Adam Fox, MD, an assistant professor in the Department of Medicine in the College of Medicine at the Medical University of South Carolina, discussed the process and timing of ordering next-generation sequencing (NGS) in patients with non–small cell lung cancer (NSCLC).

Fox began by noting that although NGS has largely become the standard of care in the United States for patients with NSCLC, especially those with metastatic disease, it remains unclear if every patient with early-stage disease needs to undergo testing. Fox noted that NGS takes time and costs money, and he highlighted that not all of the testing results may be required before a surgical approach, with or without systemic therapy, is selected. There are likely centers that are not performing NGS for patients with early-stage disease and favor more targeted testing approaches for these patients, he added.

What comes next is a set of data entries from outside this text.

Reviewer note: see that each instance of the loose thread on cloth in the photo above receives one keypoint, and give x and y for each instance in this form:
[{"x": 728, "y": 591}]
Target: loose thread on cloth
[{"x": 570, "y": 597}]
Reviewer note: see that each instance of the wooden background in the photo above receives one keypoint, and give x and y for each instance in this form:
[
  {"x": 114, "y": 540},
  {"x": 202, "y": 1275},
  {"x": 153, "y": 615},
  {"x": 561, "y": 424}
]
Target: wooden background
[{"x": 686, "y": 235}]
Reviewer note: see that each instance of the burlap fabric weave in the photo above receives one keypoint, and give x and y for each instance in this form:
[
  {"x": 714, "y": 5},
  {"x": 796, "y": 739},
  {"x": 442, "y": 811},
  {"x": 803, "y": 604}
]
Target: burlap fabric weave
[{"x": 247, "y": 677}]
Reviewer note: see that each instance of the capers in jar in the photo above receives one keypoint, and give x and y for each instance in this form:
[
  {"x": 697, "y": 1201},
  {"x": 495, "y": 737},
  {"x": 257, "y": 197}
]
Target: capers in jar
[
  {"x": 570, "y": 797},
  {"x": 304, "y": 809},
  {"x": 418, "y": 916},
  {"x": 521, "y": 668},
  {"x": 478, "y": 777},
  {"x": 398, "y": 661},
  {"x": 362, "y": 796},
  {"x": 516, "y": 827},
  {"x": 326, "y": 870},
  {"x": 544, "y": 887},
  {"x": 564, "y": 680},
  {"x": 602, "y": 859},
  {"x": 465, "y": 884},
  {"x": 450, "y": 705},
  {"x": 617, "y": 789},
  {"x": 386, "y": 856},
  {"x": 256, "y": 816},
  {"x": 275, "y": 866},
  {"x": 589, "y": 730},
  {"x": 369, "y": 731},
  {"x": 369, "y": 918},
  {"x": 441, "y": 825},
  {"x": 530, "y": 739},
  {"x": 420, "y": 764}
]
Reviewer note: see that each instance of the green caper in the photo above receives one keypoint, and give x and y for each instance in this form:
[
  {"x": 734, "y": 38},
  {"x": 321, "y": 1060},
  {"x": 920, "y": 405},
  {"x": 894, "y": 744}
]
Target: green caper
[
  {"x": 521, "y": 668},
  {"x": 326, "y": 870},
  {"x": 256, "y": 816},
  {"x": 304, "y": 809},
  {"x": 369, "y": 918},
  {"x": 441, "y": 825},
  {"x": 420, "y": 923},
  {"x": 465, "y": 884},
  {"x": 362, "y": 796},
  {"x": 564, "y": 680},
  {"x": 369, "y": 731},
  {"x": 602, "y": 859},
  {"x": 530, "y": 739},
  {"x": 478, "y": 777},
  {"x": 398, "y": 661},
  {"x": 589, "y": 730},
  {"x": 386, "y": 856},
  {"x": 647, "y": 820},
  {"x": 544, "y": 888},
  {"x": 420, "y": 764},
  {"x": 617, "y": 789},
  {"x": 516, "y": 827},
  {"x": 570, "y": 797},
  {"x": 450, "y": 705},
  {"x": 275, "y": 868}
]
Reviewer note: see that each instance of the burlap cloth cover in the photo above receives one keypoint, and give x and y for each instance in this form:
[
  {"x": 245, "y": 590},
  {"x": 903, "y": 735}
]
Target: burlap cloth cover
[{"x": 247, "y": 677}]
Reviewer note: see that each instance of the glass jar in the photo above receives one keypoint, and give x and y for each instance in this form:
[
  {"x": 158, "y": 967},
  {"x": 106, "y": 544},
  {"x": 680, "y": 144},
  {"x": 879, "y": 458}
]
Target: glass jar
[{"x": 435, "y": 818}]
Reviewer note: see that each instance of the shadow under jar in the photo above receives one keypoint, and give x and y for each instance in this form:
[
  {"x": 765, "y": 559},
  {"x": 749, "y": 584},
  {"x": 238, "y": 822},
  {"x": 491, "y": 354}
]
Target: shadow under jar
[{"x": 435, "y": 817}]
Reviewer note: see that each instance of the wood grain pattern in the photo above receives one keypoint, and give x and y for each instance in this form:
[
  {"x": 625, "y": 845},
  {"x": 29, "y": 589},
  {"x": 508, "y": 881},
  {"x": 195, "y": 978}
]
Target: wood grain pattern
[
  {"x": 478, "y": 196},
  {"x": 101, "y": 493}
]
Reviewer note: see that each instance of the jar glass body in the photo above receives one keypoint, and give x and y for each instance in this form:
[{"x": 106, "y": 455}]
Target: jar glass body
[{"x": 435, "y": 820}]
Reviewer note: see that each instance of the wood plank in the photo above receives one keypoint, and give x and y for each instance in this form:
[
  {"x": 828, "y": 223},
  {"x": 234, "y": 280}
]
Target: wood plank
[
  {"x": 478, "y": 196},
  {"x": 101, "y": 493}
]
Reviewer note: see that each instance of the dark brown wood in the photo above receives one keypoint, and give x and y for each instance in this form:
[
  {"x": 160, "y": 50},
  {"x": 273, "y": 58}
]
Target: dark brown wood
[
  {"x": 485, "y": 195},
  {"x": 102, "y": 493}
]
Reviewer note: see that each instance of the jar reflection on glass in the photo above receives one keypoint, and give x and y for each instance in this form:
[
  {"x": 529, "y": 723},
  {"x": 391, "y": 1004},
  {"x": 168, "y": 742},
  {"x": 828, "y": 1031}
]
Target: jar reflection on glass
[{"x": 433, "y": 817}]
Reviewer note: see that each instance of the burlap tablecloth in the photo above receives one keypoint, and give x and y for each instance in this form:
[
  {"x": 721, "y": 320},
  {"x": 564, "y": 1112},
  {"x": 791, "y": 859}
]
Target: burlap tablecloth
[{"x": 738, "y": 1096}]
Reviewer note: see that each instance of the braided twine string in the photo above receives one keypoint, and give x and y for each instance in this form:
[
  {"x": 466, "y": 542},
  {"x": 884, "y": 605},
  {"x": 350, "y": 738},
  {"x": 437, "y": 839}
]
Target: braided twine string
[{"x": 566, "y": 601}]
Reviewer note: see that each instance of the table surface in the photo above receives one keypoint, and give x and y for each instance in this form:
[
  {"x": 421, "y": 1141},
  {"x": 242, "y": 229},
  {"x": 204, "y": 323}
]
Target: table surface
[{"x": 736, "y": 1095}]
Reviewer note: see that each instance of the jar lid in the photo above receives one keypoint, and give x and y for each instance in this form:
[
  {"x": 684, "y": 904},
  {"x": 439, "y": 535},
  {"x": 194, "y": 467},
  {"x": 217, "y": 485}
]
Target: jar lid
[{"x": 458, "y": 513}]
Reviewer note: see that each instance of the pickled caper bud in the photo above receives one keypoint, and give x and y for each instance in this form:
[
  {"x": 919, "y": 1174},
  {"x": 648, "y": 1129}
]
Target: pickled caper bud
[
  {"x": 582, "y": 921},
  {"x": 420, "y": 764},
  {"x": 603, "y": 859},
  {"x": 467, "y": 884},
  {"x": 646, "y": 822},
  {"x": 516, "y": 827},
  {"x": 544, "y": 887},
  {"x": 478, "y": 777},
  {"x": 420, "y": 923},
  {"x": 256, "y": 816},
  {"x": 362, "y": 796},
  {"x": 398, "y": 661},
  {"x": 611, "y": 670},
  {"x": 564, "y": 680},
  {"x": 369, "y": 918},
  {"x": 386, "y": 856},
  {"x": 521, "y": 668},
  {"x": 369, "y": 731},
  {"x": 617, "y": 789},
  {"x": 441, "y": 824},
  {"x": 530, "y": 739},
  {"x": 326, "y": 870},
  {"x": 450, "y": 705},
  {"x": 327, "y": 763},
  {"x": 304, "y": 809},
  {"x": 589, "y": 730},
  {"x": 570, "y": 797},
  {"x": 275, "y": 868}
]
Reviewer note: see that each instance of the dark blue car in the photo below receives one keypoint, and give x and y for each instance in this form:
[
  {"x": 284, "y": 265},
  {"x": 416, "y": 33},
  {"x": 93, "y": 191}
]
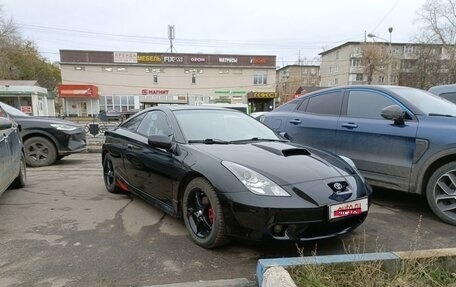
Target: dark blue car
[{"x": 399, "y": 138}]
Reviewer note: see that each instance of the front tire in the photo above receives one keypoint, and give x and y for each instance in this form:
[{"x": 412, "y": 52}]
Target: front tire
[
  {"x": 203, "y": 216},
  {"x": 441, "y": 193},
  {"x": 109, "y": 175},
  {"x": 21, "y": 180},
  {"x": 39, "y": 151}
]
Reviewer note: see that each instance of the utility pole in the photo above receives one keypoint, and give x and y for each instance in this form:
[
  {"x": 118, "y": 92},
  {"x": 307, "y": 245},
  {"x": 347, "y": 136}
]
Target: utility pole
[{"x": 171, "y": 36}]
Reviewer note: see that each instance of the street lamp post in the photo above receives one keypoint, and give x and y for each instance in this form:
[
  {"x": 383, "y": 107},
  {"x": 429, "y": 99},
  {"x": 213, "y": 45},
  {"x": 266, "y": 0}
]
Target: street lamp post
[{"x": 389, "y": 75}]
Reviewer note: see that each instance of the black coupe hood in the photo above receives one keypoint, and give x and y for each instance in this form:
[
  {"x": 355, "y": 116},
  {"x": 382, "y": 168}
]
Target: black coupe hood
[{"x": 284, "y": 162}]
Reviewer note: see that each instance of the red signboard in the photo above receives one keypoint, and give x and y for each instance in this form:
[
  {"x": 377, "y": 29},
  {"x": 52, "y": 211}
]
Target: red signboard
[
  {"x": 26, "y": 109},
  {"x": 77, "y": 91}
]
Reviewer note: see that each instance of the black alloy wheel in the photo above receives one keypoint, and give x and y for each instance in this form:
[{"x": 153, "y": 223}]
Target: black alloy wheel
[
  {"x": 203, "y": 214},
  {"x": 441, "y": 192},
  {"x": 39, "y": 151},
  {"x": 109, "y": 175}
]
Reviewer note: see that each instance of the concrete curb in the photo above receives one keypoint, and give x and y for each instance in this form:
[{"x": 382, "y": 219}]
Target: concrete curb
[
  {"x": 239, "y": 282},
  {"x": 272, "y": 278}
]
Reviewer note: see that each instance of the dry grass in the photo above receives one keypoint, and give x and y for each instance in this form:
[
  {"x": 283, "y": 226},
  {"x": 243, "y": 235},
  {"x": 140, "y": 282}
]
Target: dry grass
[{"x": 407, "y": 273}]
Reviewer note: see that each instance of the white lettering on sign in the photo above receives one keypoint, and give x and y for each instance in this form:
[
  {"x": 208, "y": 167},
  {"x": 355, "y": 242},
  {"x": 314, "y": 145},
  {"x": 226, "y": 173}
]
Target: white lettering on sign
[
  {"x": 227, "y": 60},
  {"x": 173, "y": 59},
  {"x": 125, "y": 57},
  {"x": 197, "y": 60}
]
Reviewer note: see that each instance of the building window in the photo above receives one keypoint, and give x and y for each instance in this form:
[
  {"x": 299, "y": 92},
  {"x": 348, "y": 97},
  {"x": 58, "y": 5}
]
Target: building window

The logistical processes for ordering NGS can differ between cancer centers, Fox explained, noting that he never hears the same answer twice when he asks colleagues from other centers about their processes for biomarker testing. A coordinated plan for ordering biomarker testing at the time of diagnosis is crucial, and the last individual who should be ordering the testing should be the medical oncologist at the time of the patient’s first visit, he added.

Ordering NGS at the time of a patient’s first visit to the medical oncologist likely means that time has been wasted between diagnosis and that visit, Fox argued. On average, it takes approximately 2 weeks from the time of biopsy to when biomarker testing is ordered, he noted.